An Ottawa native and the son of a French Canadian mother, Dan Aykroyd is very familiar with the relationship between Québec and the rest of the country. As a young adult he often came to Montréal where he actually got his first acting gig. He was there on November 15th, 1976, when René Lévesque and the Parti Québécois came to power. Here are his impressions on the event, as reported in today's La Presse [Google translation]:
"My friends and I were at the victory's parade. It was a very vibrant evening, but we had mixed feelings. We know how proud Quebeckers are of their culture, but as Canadians from Ottawa, we were worried because Quebec holds an important place in our hearts."
On June 17th, 1994, Aykroyd received an honorary Doctor of Literature degree at Carleton University. The comic actor, writer and director made a passionate pitch for National Unity, a plea for tolerance for all Canadians, as reported by the Canadian Press the following day:
"I have a great love for the French Canadian people. It's an issue that is very divisive and burning on people's minds and I just want to say formally that I love Quebeckers." Aykroyd told graduates he has heard a "lot of rancor and tremendous hostility" directed at Québec and its people, especially in Western Canada. But it's also an issue in the Eastern Ontario town where he maintains a home. "That's exactly the kind of discrimination, racism and supremacism that we've got to avoid in the world if we're going to change things."

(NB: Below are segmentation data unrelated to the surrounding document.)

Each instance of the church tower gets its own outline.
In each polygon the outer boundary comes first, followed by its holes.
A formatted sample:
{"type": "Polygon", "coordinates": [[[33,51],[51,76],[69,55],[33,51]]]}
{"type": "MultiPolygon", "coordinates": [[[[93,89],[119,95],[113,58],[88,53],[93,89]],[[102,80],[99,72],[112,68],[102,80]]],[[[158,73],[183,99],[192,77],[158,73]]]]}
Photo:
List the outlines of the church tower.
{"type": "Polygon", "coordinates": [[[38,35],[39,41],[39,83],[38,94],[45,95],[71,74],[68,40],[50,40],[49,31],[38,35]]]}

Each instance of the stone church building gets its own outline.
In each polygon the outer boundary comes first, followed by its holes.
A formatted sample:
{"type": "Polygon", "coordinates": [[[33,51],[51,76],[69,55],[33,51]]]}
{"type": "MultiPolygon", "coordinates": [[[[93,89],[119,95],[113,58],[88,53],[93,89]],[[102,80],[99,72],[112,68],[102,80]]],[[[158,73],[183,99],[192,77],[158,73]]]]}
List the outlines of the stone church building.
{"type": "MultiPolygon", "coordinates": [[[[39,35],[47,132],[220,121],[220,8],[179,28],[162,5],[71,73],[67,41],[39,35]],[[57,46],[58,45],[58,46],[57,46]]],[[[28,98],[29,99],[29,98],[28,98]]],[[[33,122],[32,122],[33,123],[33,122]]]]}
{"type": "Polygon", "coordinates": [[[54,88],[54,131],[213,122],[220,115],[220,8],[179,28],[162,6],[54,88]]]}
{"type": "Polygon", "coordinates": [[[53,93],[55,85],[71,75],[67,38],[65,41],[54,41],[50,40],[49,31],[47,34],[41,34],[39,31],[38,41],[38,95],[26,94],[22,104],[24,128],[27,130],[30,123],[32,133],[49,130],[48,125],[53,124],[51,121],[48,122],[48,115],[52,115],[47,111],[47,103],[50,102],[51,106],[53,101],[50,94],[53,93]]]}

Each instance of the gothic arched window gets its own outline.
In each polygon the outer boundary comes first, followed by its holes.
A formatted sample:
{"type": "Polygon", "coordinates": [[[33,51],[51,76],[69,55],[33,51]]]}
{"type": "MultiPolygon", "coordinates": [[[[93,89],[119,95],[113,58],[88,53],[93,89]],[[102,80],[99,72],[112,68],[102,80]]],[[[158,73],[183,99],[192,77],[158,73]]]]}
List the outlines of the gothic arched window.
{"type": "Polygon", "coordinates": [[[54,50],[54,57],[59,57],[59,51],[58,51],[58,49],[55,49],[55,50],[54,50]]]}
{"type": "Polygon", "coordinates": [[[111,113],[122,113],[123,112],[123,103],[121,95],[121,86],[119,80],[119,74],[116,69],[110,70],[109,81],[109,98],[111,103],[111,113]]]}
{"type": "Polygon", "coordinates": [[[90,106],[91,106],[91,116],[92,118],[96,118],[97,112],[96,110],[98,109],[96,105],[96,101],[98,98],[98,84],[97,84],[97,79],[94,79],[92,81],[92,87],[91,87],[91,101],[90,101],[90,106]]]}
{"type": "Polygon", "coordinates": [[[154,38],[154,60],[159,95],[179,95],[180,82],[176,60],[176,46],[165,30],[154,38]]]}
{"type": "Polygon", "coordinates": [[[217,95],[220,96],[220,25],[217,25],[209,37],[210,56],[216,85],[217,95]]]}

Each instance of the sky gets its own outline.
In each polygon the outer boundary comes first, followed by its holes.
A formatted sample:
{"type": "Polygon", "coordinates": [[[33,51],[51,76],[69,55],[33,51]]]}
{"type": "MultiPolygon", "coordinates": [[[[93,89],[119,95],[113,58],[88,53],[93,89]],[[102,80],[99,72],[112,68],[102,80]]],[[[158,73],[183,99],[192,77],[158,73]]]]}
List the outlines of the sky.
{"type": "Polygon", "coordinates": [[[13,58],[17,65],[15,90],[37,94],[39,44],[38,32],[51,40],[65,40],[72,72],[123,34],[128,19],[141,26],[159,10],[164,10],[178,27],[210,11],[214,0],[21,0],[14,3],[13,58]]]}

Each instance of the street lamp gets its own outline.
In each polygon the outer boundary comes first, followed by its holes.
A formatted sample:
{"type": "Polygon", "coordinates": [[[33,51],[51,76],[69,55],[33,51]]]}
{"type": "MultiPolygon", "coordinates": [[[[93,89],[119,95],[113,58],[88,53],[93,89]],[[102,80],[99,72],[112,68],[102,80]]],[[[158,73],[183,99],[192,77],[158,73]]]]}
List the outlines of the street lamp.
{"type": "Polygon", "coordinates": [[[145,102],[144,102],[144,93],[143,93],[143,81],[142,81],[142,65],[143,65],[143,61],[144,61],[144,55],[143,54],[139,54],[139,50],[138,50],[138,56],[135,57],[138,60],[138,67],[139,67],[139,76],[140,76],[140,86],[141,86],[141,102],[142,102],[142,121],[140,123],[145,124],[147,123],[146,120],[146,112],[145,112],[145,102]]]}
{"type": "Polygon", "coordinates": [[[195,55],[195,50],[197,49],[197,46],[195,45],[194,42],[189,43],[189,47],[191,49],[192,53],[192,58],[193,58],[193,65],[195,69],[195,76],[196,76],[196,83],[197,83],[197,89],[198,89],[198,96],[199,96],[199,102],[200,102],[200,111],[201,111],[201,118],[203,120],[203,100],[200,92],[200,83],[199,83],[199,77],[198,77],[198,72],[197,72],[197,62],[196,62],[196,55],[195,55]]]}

Aykroyd called for "a sane and just solution - whatever that is" in the event Quebec opts for separation. "If the majority of Quebeckers vote to go, what are we going to do? Send in the army? Of course not. We're going to help them with their ship of state. It's a democratic process. Let them decide for themselves. But unless and until Quebeckers vote to separate, Canadians should encourage them to "continue in nationhood with Canada, albeit with the proper recognition that their rich and highly contributive culture deserves."